The same metaphor applies to the rest of the home too, particularly for your HVAC system. The HVAC (which stands for heating, ventilation, and air conditioner) units are the most used in any household and require regular maintenance to keep in operation, even if they are also older systems. Obviously, analog thermostats and a rusty furnace may make determining the age of your appliances a little simpler, but the same cannot be said of the air conditioner units, particularly if part of them is outside of the building.

The HVAC Relationship

The HVAC system is used all year round in some capacity: the furnace is often working over the winter months to warm a cool home, whereas the air conditioner unit does most of its work keeping you cool in the summer. If there is a fault with either of these, or the ventilation within the home is blocked, then further problems arise. If the AC unit isn’t keeping the air dry, then the furnace has to work harder to warm the air and the moisture within. If the furnace has a problem then the air conditioner, (particularly if it is an older air conditioner unit which doesn’t have the heat pump installed) is going to be circulating cool air only, which also fails to dry out the air. Either way, an increase in moisture is terrible for your home’s health, your physical health, and the health of your energy savings, which you may as well forget about as an old appliance costs more in both energy and money to run.

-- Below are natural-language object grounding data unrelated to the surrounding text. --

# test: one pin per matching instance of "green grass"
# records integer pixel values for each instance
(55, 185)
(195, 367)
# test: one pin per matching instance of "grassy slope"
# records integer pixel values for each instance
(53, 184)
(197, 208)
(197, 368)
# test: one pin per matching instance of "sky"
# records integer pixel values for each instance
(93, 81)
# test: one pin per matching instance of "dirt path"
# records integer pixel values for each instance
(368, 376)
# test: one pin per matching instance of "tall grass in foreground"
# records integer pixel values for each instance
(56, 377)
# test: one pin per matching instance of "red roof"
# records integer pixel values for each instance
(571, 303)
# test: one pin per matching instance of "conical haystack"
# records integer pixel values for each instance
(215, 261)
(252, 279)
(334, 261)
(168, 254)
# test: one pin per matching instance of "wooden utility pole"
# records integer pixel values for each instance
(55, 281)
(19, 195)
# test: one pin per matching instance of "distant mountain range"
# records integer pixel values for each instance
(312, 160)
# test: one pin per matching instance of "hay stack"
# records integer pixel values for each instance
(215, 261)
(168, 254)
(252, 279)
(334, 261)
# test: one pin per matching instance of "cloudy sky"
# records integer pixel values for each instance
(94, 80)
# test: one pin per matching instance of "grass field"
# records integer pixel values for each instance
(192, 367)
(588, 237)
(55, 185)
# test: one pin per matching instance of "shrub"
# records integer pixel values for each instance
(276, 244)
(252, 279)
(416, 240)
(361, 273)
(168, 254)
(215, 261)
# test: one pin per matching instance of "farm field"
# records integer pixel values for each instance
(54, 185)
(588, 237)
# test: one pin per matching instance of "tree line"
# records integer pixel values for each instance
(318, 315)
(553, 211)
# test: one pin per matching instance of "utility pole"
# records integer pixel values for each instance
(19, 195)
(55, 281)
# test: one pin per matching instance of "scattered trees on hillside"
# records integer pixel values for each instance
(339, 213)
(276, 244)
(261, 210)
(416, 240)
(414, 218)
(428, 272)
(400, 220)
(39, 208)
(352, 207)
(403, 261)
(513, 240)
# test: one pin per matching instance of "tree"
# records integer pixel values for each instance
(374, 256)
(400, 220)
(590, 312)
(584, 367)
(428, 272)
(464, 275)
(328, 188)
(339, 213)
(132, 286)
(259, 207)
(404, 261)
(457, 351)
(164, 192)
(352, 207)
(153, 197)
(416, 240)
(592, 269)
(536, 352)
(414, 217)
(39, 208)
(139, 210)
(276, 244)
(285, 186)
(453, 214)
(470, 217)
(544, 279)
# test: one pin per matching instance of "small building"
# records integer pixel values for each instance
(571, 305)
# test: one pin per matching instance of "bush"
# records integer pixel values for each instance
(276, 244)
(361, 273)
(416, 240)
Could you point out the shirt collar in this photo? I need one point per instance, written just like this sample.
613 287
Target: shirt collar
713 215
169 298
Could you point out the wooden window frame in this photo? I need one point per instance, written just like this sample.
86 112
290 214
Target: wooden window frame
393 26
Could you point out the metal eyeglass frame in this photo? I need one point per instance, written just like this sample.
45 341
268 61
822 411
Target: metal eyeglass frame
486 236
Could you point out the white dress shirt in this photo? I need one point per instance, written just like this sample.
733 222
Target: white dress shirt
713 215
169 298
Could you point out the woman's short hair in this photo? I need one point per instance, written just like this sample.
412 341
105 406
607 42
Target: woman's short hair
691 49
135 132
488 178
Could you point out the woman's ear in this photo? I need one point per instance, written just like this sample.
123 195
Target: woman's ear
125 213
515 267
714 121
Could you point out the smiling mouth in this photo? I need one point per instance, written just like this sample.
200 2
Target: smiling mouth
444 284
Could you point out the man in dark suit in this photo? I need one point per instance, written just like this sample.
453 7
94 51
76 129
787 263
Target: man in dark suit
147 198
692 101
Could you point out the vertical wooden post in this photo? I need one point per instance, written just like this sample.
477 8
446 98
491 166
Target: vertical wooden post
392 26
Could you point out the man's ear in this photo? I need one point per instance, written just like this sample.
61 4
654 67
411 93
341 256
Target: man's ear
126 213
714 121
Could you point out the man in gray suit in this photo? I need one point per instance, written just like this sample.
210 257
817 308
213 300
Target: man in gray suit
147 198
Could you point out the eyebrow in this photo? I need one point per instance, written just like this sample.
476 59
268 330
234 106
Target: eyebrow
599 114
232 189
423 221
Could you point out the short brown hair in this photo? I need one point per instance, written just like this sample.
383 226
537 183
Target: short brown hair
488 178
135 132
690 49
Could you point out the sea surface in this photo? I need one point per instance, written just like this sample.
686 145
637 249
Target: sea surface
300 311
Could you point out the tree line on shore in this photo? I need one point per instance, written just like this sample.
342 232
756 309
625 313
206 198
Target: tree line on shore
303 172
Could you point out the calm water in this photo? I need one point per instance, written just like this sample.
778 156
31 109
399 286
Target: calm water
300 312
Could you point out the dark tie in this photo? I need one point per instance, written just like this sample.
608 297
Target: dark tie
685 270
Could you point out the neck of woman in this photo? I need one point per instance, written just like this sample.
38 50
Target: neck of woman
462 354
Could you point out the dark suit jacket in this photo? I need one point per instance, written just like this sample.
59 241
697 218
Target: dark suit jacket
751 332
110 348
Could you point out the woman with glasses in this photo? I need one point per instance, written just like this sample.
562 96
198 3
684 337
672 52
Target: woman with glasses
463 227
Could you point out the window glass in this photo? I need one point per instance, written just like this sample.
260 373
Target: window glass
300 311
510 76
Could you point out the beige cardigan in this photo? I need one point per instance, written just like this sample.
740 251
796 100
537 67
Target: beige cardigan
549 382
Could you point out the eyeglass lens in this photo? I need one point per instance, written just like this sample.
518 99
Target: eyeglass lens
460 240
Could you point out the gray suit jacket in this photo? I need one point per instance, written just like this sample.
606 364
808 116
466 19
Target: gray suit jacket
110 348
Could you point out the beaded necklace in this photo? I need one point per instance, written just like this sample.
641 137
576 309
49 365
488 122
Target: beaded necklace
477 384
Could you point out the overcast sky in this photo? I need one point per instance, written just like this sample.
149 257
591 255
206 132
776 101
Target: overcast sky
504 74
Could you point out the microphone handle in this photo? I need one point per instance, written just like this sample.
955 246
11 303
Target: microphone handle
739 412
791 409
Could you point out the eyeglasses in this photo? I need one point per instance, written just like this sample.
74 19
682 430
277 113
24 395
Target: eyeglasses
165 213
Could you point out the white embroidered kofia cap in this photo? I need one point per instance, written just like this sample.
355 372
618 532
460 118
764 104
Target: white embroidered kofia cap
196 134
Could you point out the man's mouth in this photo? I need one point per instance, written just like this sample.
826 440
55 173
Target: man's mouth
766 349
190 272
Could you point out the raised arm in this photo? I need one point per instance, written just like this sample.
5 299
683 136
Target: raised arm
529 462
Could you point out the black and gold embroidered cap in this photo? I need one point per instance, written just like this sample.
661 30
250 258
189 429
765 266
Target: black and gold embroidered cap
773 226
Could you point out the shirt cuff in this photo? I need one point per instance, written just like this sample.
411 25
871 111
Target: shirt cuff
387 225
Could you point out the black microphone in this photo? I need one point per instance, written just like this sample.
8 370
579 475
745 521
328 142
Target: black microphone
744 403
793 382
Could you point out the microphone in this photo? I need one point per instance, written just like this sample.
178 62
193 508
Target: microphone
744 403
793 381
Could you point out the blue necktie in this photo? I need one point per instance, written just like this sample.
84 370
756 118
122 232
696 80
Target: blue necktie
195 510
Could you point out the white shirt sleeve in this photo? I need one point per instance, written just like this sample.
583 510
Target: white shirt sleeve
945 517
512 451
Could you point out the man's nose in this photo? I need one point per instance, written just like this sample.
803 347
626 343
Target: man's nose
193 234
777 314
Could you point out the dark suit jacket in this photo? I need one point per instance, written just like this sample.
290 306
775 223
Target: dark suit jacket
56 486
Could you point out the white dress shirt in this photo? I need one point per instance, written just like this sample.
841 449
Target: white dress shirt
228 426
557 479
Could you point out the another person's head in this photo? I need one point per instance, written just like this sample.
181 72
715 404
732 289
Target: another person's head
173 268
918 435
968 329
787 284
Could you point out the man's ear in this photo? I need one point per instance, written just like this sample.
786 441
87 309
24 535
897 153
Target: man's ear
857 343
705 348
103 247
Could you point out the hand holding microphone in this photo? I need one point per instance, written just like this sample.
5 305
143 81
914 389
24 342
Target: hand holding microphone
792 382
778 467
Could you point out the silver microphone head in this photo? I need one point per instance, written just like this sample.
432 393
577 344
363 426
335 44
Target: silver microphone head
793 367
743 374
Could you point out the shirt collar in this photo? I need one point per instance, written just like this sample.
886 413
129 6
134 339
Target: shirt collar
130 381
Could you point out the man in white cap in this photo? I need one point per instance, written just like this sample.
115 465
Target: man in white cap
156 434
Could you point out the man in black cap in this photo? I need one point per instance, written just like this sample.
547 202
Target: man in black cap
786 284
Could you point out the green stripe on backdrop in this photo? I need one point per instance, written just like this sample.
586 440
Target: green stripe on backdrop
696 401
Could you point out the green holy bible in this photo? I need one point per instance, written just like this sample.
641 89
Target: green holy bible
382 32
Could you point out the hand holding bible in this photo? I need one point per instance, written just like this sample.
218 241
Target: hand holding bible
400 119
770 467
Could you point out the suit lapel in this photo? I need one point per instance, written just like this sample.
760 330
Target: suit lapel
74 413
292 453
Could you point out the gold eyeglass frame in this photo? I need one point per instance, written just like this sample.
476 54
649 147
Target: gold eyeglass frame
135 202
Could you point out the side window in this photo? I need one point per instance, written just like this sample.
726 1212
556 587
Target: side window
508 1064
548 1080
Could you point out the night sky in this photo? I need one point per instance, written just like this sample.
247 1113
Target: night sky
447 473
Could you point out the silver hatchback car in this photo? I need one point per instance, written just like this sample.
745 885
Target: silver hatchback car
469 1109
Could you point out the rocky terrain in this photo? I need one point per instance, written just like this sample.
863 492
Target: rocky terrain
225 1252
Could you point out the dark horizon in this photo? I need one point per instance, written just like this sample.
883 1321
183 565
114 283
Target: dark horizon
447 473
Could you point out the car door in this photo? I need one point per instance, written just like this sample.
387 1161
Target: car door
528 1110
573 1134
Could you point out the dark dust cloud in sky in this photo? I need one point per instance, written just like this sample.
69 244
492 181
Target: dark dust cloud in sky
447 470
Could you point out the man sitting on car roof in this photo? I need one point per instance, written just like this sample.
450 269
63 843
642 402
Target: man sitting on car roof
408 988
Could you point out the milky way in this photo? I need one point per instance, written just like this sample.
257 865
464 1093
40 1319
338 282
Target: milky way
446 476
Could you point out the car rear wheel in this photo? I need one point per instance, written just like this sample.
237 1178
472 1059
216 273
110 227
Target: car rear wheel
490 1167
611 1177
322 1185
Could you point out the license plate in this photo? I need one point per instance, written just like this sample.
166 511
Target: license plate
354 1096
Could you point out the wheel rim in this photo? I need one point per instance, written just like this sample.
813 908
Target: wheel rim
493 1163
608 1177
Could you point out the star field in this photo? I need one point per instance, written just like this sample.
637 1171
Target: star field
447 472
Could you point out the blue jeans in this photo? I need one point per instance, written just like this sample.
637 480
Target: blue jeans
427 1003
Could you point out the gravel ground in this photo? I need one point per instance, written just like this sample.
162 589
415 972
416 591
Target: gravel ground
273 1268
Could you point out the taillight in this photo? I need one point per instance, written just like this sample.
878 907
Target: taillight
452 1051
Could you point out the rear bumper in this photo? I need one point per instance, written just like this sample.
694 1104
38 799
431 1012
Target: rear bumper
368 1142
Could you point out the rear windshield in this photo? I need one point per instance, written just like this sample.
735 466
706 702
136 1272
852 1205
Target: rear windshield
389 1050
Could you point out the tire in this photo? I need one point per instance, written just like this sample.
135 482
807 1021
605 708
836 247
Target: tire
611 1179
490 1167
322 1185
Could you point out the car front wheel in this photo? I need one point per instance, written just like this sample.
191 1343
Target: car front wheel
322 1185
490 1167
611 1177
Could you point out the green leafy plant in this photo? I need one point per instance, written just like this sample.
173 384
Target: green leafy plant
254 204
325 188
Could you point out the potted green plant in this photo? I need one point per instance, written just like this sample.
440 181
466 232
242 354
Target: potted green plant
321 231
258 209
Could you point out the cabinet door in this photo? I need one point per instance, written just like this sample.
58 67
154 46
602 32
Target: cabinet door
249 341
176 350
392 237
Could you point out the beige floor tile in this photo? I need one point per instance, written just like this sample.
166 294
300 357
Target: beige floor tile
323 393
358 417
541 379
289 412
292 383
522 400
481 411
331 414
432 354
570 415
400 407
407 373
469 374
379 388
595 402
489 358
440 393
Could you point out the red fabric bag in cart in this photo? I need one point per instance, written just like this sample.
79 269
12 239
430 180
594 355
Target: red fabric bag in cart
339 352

So, as you can see, it’s a good idea to keep on top of your appliances. You can never be specific about how old an appliance is, particularly if it was already in the home when you moved in. You can ask the previous tenants or the landlord, but if you are a homeowner then this may not be very practical. You can be a little more general, however, when it comes to determining their age. Most air conditioners last for about 10 to 15 years with decent upkeep, and potentially longer if they are very well maintained, but modern air conditioners have extra features (like the afore-mentioned heat pump) that take the pressure off other HVAC systems.

Out With The Old

If you have realized that the energy bills are increasing, the indoor air is humid, or is too chilly, or have started to smell damp and see mold on the walls, then it’s a good indication that the relationship between HVAC appliances has broken down. If you are going to replace any of them, start with the air conditioner. The versatility of newer models means that an air conditioner unit can be used to keep the air cool and dry in summer, and warm and dry in winter with the addition of a heat pump. It means that other appliances aren’t being stretched to overuse, and less energy is used overall. Just remember to keep on maintaining them new AC units, and keep them clean and shiny for your cooking show debut!